We think it will tie in nicely and that’s important since you can see the ceiling of the sun room when you’re sitting in the living room. The bookshelves are on the sun room’s wall so I think it will help bring out the green in the ceiling color.

Since we also have a light blue on the living/dining room walls, (BM’s Constellation if you’re curious) I am hopeful they the three blues look cohesive and don’t compete with one another.   

So that’s where we are. Starting a new and hopefully long-term relationship with an Old Pickup Truck. We’ve got some prep work still to do before we can get to painting, but we are still aiming to be done by the end of the weekend.  

What do you think? Did we make the right call?  Would you have preferred a different shade? Or are you staying out of it because blues scare you too?


Ceiling Progress

We’ve almost got the ceiling up. And it’s looking awesome. Ok, it’s not really looking all that awesome yet. But you can tell that it’s going to look awesome. That’s basically the same thing, right?

After we finished installing all the insulation, we added wood shims between the rows so that the old ceiling panels would be be the same thickness as the new ones.. Image

After we got this done, it was time to start putting the ceiling panels back up. We wanted to re-use as many of the original panels as we could so we removed all the nails from the boards and if they didn’t split too much when we were taking them down, they were placed in the “re-use” pile. Before we could put them back up, we needed to give them a light sanding so that they would take primer and paint and therefore, look new once we were finished.

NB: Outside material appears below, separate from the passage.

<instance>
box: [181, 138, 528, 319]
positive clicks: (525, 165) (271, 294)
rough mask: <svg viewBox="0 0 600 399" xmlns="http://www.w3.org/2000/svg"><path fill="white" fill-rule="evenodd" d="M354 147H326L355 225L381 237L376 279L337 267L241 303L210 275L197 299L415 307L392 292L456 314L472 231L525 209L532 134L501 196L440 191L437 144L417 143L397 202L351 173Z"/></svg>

Here I am sanding some of the boards.


Mark did alot of the sanding himself, but when I had time, I would sand and he would measure and cut the boards, then nail them to the ceiling.



When it came time to install a board where an electrical junction was, he used a jigsaw to cut out the wood around the junction box.


It’s a perfect fit!


We didn’t have enough old wood boards to completely finish the ceiling because some split when we took them down and we cut them to different lengths so there was some scrap waste, but I’d say we were able to cover about 3/4 of the ceiling with what we had. Here’s how it looked about half way through.


What we didn’t realize until we got the ceiling panels back up is how dirty they were. Even after a good sanding, the boards looked like this up close.


Given this, we think a good coat of primer is definitely in store before we paint. And speaking of paint, we have started to think about the color as we’ll be painting the ceiling before we start tackling the floor. That way we don’t have to worry about drips which is especially nice when painting overheard. Here’s a little sneak preview of the ceiling that’s completed with a few paint samples already taped to the boards.


I will be back later this week with a full post about ceiling color. As you can see, we are thinking about a light blue and man are there alot of choices.  Is it just me or is blue a hard color to get right?

Before then, however, we have to finish the rest of the ceiling with store bought boards.  We hope to have that done before we celebrate the 4th, that way we can take advantage of some good paint discounts over the weekend.  If all goes well, we will be done with the ceiling by Sunday. *Happy Dance.*

Happy Fourth of July everyone.  Don’t go too crazy with the firecrackers.